Whether it's through stocks, bonds, ETFs, or other types of securities, all investors love seeing their portfolios score big returns. However, when you're an income investor, your primary focus is generating consistent cash flow from each of your liquid investments.
Cash flow can come from bond interest, interest from other types of investments, and of course, dividends. A dividend is that coveted distribution of a company's earnings paid out to shareholders, and investors often view it by its dividend yield, a metric that measures the dividend as a percent of the current stock price. Many academic studies show tha t dividends make up large portions of long-term returns, and in many cases, dividend contributions surpass one-third of total returns.
Scotts Miracle-Gro in Focus
Scotts Miracle-Gro (SMG) is headquartered in Marysville, and is in the Basic Materials sector. The stock has seen a price change of 9.78% since the start of the year. Currently paying a dividend of $0.55 per share, the company has a dividend yield of 3.26%. In comparison, the Fertilizers industry's yield is 0.1%, while the S&P 500's yield is 2.01%.
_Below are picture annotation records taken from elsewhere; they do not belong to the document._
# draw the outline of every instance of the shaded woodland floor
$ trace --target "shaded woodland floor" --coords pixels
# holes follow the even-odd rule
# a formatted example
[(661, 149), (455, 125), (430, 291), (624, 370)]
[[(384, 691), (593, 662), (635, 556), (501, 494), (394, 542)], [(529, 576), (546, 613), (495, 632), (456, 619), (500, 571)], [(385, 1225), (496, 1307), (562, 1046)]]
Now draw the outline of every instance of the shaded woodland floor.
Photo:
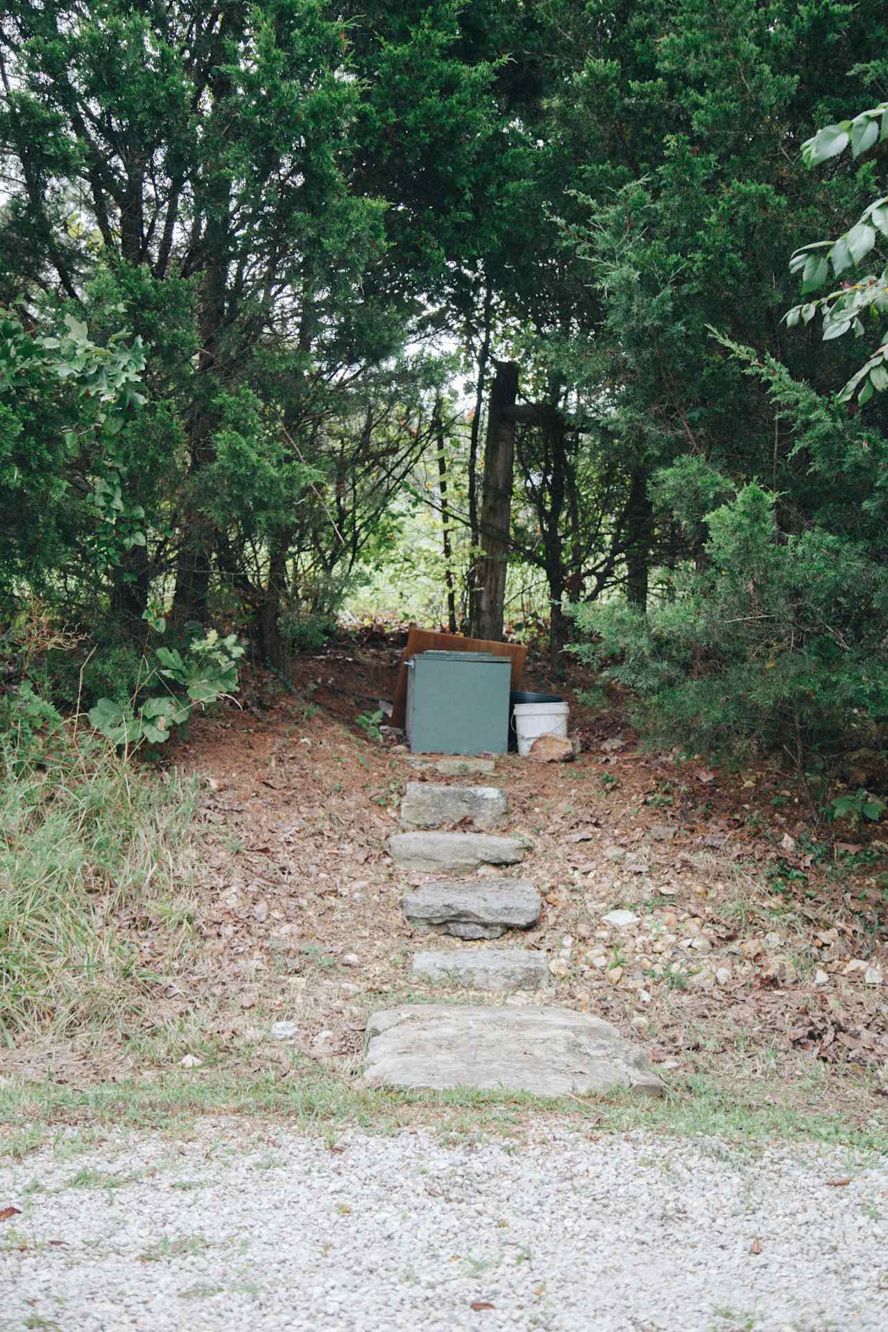
[[(152, 979), (118, 1022), (23, 1040), (11, 1078), (150, 1087), (185, 1068), (293, 1086), (322, 1068), (354, 1083), (370, 1011), (462, 998), (410, 980), (429, 936), (401, 899), (422, 876), (385, 848), (405, 781), (438, 777), (357, 721), (393, 697), (398, 659), (394, 641), (332, 643), (288, 687), (248, 675), (197, 723), (176, 754), (200, 781), (181, 892), (116, 922)], [(817, 843), (777, 767), (643, 753), (618, 706), (576, 703), (579, 683), (576, 762), (507, 755), (479, 779), (507, 791), (529, 846), (518, 872), (545, 895), (539, 927), (499, 946), (543, 950), (543, 1002), (615, 1023), (679, 1095), (704, 1076), (754, 1107), (888, 1128), (885, 846)], [(638, 920), (608, 928), (614, 908)], [(270, 1038), (281, 1020), (292, 1040)]]

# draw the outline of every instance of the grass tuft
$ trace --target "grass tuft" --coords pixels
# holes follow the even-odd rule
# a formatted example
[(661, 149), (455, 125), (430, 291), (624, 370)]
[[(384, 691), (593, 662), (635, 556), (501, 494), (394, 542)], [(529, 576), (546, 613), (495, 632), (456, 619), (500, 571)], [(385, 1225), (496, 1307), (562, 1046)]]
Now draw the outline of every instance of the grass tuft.
[(71, 1036), (144, 987), (122, 914), (178, 878), (194, 789), (72, 738), (48, 767), (0, 754), (0, 1044)]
Taking a look at the company's dividend growth, its current annualized dividend of $2.20 is up 2.8% from last year. Scotts Miracle-Gro has increased its dividend 5 times on a year-over-year basis over the last 5 years for an average annual increase of 5.27%. Future dividend growth will depend on earnings growth as well as payout ratio, which is the proportion of a company's annual earnings per share that it pays out as a dividend. Scotts's current payout ratio is 59%. This means it paid out 59% of its trailing 12-month EPS as dividend.
Looking at this fiscal year, SMG expects solid earnings growth. The Zacks Consensus Estimate for 2019 is $4.18 per share, with earnings expected to increase 12.67% from the year ago period.
Investors like dividends for a variety of different reasons, from tax advantages and decreasing overall portfolio risk to considerably improving stock investing profits. However, not all companies offer a quarterly payout.
For instance, it's a rare occurrence when a tech start-up or big growth business offers their shareholders a dividend. It's more common to see larger companies with more established profits give out dividends. Income investors have to be mindful of the fact that high-yielding stocks tend to struggle during periods of rising interest rates. That said, they can take comfort from the fact that SMG is not only an attractive dividend play, but is also a compelling investment opportunity with a Zacks Rank of #2 (Buy).